Step 7 — Write the note
Follow references/note-schema.md. Key emphases:
- Motivation & Basic Idea — the most fundamental reason the paper exists and
the simplest idea the method is built on. Give this real attention.
- Background — concise: only the chain background → problem → gap. Not a
textbook section.
- Assumptions & Scope — optional; include when assumptions materially affect
correctness, validity, or applicability (often decisive in security/empirical
work). Otherwise
N/A.
- Method — analyze how the basic idea becomes the concrete method, grounded
in the text/related work/ablations; label inferred logic as inference.
- Evaluation — focus on experiment idea, metrics, and results; add dataset
scale / baselines / key figures only when needed to understand the result.
- Critic's verdict — right after the TL;DR, a short, sharp, fact-grounded
judgment (one tight paragraph or 2–3 bullets) on the paper's real value,
biggest weakness, likely overclaim, or most fragile assumption. It must be
meaningfully harder-hitting than the TL;DR — if it reads like a neutral
summary, rewrite it. Never invent defects or state uncertain criticism as fact.
- End with connections to prior/future papers and open questions worth revisiting.
Step 8 — Maintain the repo index (inside a paper-reading repo)
If README.md has a venue/year index, update the right entry; flip TODO → DONE only once the note file exists; link the entry to the note and keep the
paper URL reachable.
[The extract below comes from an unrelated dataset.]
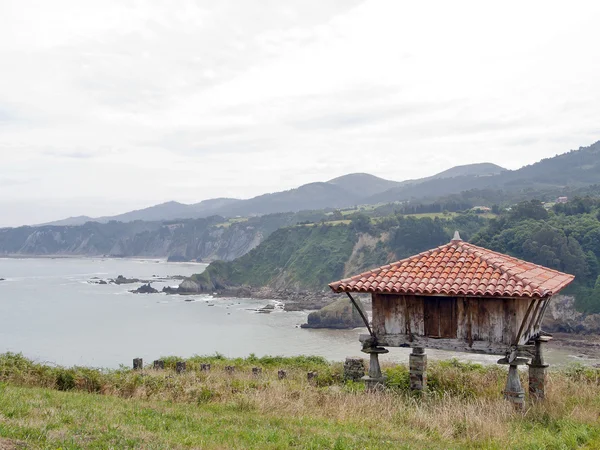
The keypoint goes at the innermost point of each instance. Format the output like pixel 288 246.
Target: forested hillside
pixel 200 239
pixel 572 170
pixel 566 238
Unknown venue/year → an Unknown / TBD section, not a guess.
Step 9 — Sync to Git (inside a Git-backed repo)
After note + index are updated: git status --short; stage only files this
task touched (the note, README.md, intentional assets) — never unrelated user
changes; commit Add paper note: <short title> (or Update paper note: … for a
revision); git push. No empty commits. If push fails, report the error and
leave the local commit intact.
Output files
When saving notes in the current repo:
- Default location:
notes/ (or the repo's existing notes directory). Group by
subfield if the repo already does (e.g. notes/cosmology/).
- Filename:
【VENUE'YEAR】short-title.md, e.g. 【ApJ'2019】cooke-galaxies.md;
unknown venue/year → 【TBD】short-title.md.
- Title uses the same prefix:
# 【VENUE'YEAR】Paper Title.
- Prefer editing an existing note over creating a duplicate.
Quality bar
- No abstract-only summaries unless the paper is genuinely inaccessible — and
say so when that happens.
- The Critic's verdict must be sharper than the TL;DR.
- Don't overclaim novelty — frame it as the paper does, compare to related work.
- Don't omit decisive assumptions.
- Keep the evidence trail traceable: figures/tables/metrics/ablations → the
claims they support.
- Prefer specific critique over generic praise or hedging.
Gotchas (this environment)
- valency vs WebFetch:
get_paper_by_id gives clean structured metadata but
not full body text; WebFetch on arxiv.org/abs/<id> returns the abstract
page, arxiv.org/pdf/<id> the full text. Use valency for metadata, fetch the
PDF/abs for content. Both were verified against 2006.12566.
- arXiv math in abstracts comes back as LaTeX (e.g.
$\times 10^N$) — keep
it as-is in the note rather than mangling it into prose.
citation_count: 0 from valency can mean "genuinely uncited" or "cache
cold / not on the citation source" — don't report impact from this field
alone; cross-check the web if impact matters.
- WebFetch cross-host redirects (e.g. DOI → publisher) are returned, not
followed — call again with the redirect URL.